There hasn’t been any official announcement coming from the offices of the former Vice President, but most of the smart money inside the Beltway believes that Mike Pence is looking at a 2024 presidential run. It’s a prospect that becomes even more tense if Donald Trump announces another run himself, as most expect him to do. The tension between the two men is palpable and there are clearly still some hard feelings between the two of them over the fallout from the January 6 riot. But does Mike Pence really have a path to the nomination with or without Trump in the race? At NBC News, Peter Nicholas gamely tries to make the case that he does. And he’s basing that analysis almost exclusively on Pence’s perceived “popularity” that he’s gained as a result of the January 6 Committee hearings. (I know…)
After Pence’s refusal to cave to the demands of former President Donald Trump became a focal point of Jan. 6 committee hearings, advisers say he is getting approached a lot more often.
“You saved the republic,” is the message he gets from strangers on the street.
Once demeaned by the left as a Trump flunky and dismissed by the right as lacking the charisma to be president, Pence is getting a second look in the political world.
Even Democrats who recoiled at much of what the Trump administration did over four years are congratulating Pence for what he refused to do one day in January 2021 — overturn the election.
Readers with an overly sensitive gag reflex might want to be careful when clicking on that link. Quotes from anonymous new admirers of Pence are included beyond the person who said he “saved the Republic.” Another person who claimed to not be a Republican alleged told Pence, “I just wanted to say thank you.”
Pence’s anonymous advisers told NBC News that Pence would run on a platform of low taxes, border security, and anti-abortion policies. I’m not sure if they noticed, but that’s pretty much just a carbon copy of Trump’s presidency except without the Bad Orange Man saying the words.
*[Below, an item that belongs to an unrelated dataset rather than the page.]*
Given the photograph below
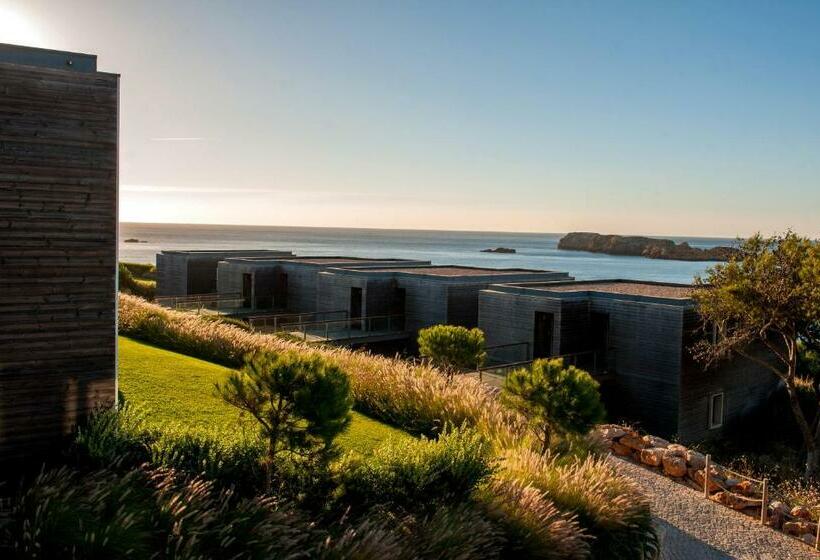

Don’t get me wrong… that’s a solid conservative platform that few in the base would complain about. But if Trump runs again and you’re planning to offer “an alternative to Trump,” shouldn’t you come up with something that looks like, you know… an alternative?
None of these issues touch on the larger problem that Mike Pence would have if he attempted this. A very significant portion of the base remains loyal to Trump and they support his policies with his name stamped on them, along with other things such as his list of conservative justices waiting for a seat on the Supreme Court. And all of those Trump voters are fully aware of the state of war that cropped up between Trump and Pence over the past 18 months or so.
Mike Pence will be viewed in that sizable camp as a traitor to the cause. And if he somehow managed to nab the nomination, you can expect Trump’s base to stay home in droves. That would basically hand the White House right back to either Joe Biden or whichever Democrat the DNC finds to replace him if they urge him out the door. There are a number of other Republicans who have either been supportive of Trump or at least remained neutral and didn’t wind up in Trump’s crosshairs. Any one of them might be able to weld together a coalition that could take back the Oval Office after four years of Biden sending the country into an economic and national security death spiral. And if the nominee is branded as being “Trump-neutral,” Trump’s base will likely come along for the ride. But if it’s Mike Pence, I wouldn’t give us a snowball’s chance in Haiti.